As we have heard repeatedly over the last several months, Congress faces an urgent challenge during its current "lame duck" session: unless lawmakers take action before the end of this year, a series of automatic tax increases and across-the-board spending cuts—dubbed the "fiscal cliff"—will go into effect, with potentially crippling implications for our economy. The lead up to and uncertainty about the cliff is already hurting the economy, in fact.
For a nation still struggling with high unemployment and a recovery that feels uncomfortably close to recession for many households, the numbers are stark: $393 billion in tax increases; $110 billion more in automatic spending cuts; and, according to Federal Reserve Chairman Ben Bernanke, the possibility of 1.25 million fewer jobs created in 2013 if the fiscal cliff is not averted.
As lawmakers in both parties finally turn their attention to this looming catastrophe, my team and I at the Financial Services Institute (FSI) have some common-sense requests for Congress on behalf of independent financial services firms and independent financial advisors across the country:
- Extend all of the 2001 and 2003 tax rates: The economic recovery is best served by maintaining current marginal tax rates, as well as current dividend and capital gains rates. Congress should also extend estate tax relief for all taxpayers. If nothing is done, tax benefits for education, retirement savings, and low-income individuals will disappear, while marriage penalties – among others – will increase.

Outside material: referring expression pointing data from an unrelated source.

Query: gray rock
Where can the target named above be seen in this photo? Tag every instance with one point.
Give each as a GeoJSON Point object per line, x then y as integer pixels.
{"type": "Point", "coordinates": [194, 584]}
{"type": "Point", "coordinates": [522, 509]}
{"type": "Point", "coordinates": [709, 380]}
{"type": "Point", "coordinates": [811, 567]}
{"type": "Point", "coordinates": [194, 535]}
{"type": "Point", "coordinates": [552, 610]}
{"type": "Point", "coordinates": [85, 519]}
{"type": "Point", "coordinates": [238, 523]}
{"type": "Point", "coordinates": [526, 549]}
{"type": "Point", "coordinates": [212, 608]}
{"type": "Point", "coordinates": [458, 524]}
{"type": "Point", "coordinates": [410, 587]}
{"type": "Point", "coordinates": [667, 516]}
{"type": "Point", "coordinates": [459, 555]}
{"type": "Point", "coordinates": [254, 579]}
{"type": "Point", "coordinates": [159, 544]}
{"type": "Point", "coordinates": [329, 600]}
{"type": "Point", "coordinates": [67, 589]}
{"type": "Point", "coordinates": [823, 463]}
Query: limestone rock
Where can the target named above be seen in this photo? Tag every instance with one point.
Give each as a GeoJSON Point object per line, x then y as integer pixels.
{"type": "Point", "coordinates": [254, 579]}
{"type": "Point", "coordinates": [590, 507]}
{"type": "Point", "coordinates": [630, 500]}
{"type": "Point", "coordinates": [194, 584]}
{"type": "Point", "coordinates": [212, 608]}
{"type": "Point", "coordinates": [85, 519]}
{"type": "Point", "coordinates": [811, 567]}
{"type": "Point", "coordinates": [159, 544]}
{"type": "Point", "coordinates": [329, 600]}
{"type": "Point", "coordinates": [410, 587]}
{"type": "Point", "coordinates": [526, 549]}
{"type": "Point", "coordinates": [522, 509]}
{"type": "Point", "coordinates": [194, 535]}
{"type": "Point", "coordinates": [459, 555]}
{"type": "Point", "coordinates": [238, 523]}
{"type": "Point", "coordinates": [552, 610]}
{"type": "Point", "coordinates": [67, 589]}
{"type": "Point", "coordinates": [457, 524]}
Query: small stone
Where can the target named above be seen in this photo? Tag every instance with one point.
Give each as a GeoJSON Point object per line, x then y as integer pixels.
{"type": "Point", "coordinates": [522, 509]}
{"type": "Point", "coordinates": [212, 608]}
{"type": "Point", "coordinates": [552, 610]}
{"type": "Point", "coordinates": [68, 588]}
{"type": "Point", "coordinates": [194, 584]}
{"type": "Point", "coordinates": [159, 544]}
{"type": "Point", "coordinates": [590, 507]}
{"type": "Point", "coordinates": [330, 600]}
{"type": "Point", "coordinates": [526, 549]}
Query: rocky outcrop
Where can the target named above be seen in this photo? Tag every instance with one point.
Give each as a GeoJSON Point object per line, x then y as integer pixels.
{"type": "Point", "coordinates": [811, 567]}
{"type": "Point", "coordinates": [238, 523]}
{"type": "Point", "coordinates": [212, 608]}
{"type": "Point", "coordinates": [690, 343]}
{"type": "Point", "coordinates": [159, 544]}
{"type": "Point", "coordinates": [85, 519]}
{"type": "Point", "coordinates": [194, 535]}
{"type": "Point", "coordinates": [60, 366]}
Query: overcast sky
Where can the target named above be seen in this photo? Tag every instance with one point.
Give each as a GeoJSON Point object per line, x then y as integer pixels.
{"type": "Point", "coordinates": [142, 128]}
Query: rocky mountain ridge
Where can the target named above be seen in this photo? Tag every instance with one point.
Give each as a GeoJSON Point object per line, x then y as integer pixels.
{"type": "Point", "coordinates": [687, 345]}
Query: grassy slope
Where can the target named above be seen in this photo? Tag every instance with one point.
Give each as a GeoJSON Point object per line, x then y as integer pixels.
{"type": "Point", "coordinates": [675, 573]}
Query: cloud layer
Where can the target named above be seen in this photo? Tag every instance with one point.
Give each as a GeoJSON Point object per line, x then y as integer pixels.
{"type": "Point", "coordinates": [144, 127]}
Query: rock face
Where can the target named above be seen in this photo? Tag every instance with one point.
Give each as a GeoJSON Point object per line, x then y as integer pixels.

- Extend vital expired and expiring business tax provisions: Various tax incentives that are crucial to American businesses, including credits for research and development and the active financing exception, expired at the end of 2011. These provisions, as well as the payroll tax rate, should be extended to avoid severe economic consequences.
- Provide Alternative Minimum Tax (AMT) relief: The AMT, which was never meant to impact middle-class Americans, threatens to ensnare approximately 30 million additional taxpayers with increased taxes unless a patch is implemented.
- Avoid activation of the "sequester": Without Congressional action by the end of the year, draconian across-the-board discretionary spending cuts known as "sequestration" will go into effect, including painful reductions to Medicare provider payments and in defense spending.
While media coverage of the fiscal cliff implies that the impact of these changes will only be felt if they take effect as scheduled on January 2, the reality is that the economy is already being held back. As we and our members see every day, the mere anticipation of the fiscal cliff has spooked markets and caused businesses to put off investment and hiring decisions. The sooner Congress acts to resolve these issues, the better off the economy will be.
Further, Congress should not stop at merely fixing the problem in the short term; rather, it should act to put our country on stronger fiscal footing for the long term, in order to avoid similar crises in the future. Congress must commit to comprehensive tax reform, in order to implement a fairer and saner tax code that will help to improve and stabilize the country's fiscal health in the years ahead.